16καὶ ἦλθαν σπεύσαντες καὶ ἀνεῦραν τήν τε Μαριὰμ καὶ τὸν Ἰωσὴφ καὶ τὀ φρέφος κείμενον ἐν τῇ φατνῃ,
And they went quickly and found both Mary and Joseph, and the baby, lying in a manger,
17ἰδόντες δὲ ἐγνώρισαν περὶ τοῦ ῥήματος τοῦ λαληθέντος αὐτοῖς περὶ τοῦ παιδίου τούτου.
and after seeing this they made known to them the saying which was spoken to them concerning this child.
18καὶ πάντες οἱ ἀκούσαντες ἐθαύμασαν περὶ τῶν λαληθέντων ὑπὸ τῶν ποιμένων πρὸς αὐτοὐς·
And all who heard wondered at what was said to them by the shepherds;
19ἡ δὲ Μαριὰμ πάντα συνετήρει τὰ ῥήματα ταῦτα συμβάλλουσα ἐν τῇ καρδίᾳ αὐτῆς.

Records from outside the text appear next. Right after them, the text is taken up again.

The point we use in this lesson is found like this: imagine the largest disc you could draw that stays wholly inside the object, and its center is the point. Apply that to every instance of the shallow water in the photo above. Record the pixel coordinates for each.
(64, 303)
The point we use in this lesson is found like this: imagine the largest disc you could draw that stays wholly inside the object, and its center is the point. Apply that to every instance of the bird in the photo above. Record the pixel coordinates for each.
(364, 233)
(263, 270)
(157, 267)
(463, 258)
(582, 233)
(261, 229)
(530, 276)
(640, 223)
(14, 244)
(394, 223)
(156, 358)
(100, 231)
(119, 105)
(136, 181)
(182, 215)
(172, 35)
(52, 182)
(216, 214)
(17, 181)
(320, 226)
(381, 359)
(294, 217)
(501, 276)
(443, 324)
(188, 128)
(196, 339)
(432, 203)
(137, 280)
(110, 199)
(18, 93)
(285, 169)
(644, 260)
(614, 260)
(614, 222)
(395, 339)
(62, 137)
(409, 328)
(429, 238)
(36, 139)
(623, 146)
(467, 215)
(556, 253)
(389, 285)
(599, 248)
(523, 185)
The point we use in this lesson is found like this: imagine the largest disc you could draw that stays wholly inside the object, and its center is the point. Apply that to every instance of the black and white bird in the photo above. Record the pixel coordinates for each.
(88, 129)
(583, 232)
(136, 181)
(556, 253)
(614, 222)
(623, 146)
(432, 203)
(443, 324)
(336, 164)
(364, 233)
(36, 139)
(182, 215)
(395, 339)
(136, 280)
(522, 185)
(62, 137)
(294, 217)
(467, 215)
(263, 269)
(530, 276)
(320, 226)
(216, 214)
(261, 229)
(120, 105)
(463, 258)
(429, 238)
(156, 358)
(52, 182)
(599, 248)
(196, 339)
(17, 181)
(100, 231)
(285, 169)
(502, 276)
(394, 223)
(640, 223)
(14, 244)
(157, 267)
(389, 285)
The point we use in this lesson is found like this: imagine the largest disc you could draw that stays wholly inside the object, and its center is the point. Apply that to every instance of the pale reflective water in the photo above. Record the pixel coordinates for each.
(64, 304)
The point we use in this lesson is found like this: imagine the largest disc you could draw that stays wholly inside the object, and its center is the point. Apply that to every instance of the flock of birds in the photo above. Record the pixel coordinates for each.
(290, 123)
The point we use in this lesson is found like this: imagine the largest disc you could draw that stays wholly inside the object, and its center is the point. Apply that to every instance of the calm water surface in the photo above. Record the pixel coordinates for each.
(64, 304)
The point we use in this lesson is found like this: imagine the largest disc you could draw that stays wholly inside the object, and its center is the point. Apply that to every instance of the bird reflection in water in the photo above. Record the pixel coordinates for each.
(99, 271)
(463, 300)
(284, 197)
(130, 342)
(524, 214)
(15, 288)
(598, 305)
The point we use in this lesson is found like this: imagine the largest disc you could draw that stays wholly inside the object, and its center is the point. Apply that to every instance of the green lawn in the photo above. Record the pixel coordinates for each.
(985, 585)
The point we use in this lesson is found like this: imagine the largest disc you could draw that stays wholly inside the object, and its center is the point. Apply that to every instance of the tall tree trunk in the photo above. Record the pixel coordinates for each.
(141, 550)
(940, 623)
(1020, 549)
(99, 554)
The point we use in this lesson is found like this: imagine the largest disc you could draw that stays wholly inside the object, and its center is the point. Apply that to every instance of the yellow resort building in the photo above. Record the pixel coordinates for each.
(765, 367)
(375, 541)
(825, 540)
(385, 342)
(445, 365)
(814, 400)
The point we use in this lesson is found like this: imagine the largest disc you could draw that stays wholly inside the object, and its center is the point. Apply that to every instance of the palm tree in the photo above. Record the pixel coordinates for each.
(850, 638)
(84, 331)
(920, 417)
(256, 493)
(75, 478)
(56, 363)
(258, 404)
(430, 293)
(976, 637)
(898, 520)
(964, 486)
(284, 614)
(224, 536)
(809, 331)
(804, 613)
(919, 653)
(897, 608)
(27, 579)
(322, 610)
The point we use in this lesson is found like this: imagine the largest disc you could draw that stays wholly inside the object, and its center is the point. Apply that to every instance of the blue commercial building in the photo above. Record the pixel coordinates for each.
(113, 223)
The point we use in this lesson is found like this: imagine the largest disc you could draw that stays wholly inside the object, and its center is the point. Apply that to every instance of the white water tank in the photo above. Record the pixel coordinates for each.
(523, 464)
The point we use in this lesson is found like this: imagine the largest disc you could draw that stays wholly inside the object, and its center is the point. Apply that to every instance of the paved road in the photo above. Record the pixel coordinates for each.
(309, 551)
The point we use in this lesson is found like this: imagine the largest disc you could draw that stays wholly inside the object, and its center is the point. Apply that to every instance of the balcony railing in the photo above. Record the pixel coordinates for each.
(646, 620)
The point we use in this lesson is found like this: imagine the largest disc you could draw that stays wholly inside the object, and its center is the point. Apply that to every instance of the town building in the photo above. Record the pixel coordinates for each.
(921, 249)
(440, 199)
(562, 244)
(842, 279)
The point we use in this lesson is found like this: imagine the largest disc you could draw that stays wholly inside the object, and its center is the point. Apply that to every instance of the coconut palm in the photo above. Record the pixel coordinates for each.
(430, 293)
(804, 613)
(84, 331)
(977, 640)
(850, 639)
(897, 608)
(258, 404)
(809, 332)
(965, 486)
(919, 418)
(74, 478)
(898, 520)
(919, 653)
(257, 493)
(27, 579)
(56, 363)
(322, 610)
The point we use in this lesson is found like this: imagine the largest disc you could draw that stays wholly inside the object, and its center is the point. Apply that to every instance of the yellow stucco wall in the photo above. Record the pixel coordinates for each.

But Mary closely kept all these sayings, pondering upon them in her heart.
20καὶ ὑπέστρεψαν οἱ ποιμένες δοξάζοντες καὶ αἰνοῦντες τὸν θεὸν ἐπὶ πᾶσιν οἷς ἤκουσαν καὶ εἶδον χαθὼς ἐλαλήθη πρὸς αὐτούς.
And the shepherds returned, glorifying and praising God for all that they had heard and seen, at is had been told to them.

Luke 2: 1 – 20

1And it came to pass in those days that a decree went out from Caesar Augustus for all the world to be registered. 2This first registration came about while Quirinius was governor of Syria. 3And everyone went to be registered, each into his own city. 4And Joseph also went up from Galilee from the city of Nazareth into Judea into the city of David which is called Bethlehem, because he was of the house and lineage of David, 5to be registered with Mary, his betrothed, and she being with child. 6And while they were there, the time came for her to give birth, 7And she gave birth to her firstborn son, and wrapped him in swaddling clothes and laid him in a manger, because there was no place for them in the inn. 8And there were shepherds in the same region, staying out in the field and keeping watch over their flock by night. 9And an angel of the Lord came to them suddenly and the glory of the Lord shone around them, and they were terribly afraid. 10And the angel said to them, “Fear not, for behold I bring you good news of great joy which is to be for all the people, 11For born to you this very day, in the city of David, is a savior, who is Christ the Lord. 12And this is a sign to you: you will find a baby wrapped in swaddling clothes and lying in a manger.” 13And suddenly there appeared with the angel a multitude of the heavenly host, praising God and saying,
14“Glory to God in the highest, and on earth, peace among men of his favor.” 15And it happened as the angels went away from them into heaven, the shepherds were saying to one another, “Now let us proceed unto Bethlehem and see this thing that has come to be, which the Lord has made known to us.” 16And they went quickly and found both Mary and Joseph, and the baby, lying in a manger, 17and after seeing this they made known to them the saying which was spoken to them concerning this child. 18And all who heard wondered at what was said to them by the shepherds; 19But Mary closely kept all these sayings, pondering upon them in her heart. 20And the shepherds returned, glorifying and praising God for all that they had heard and seen, at is had been told to them.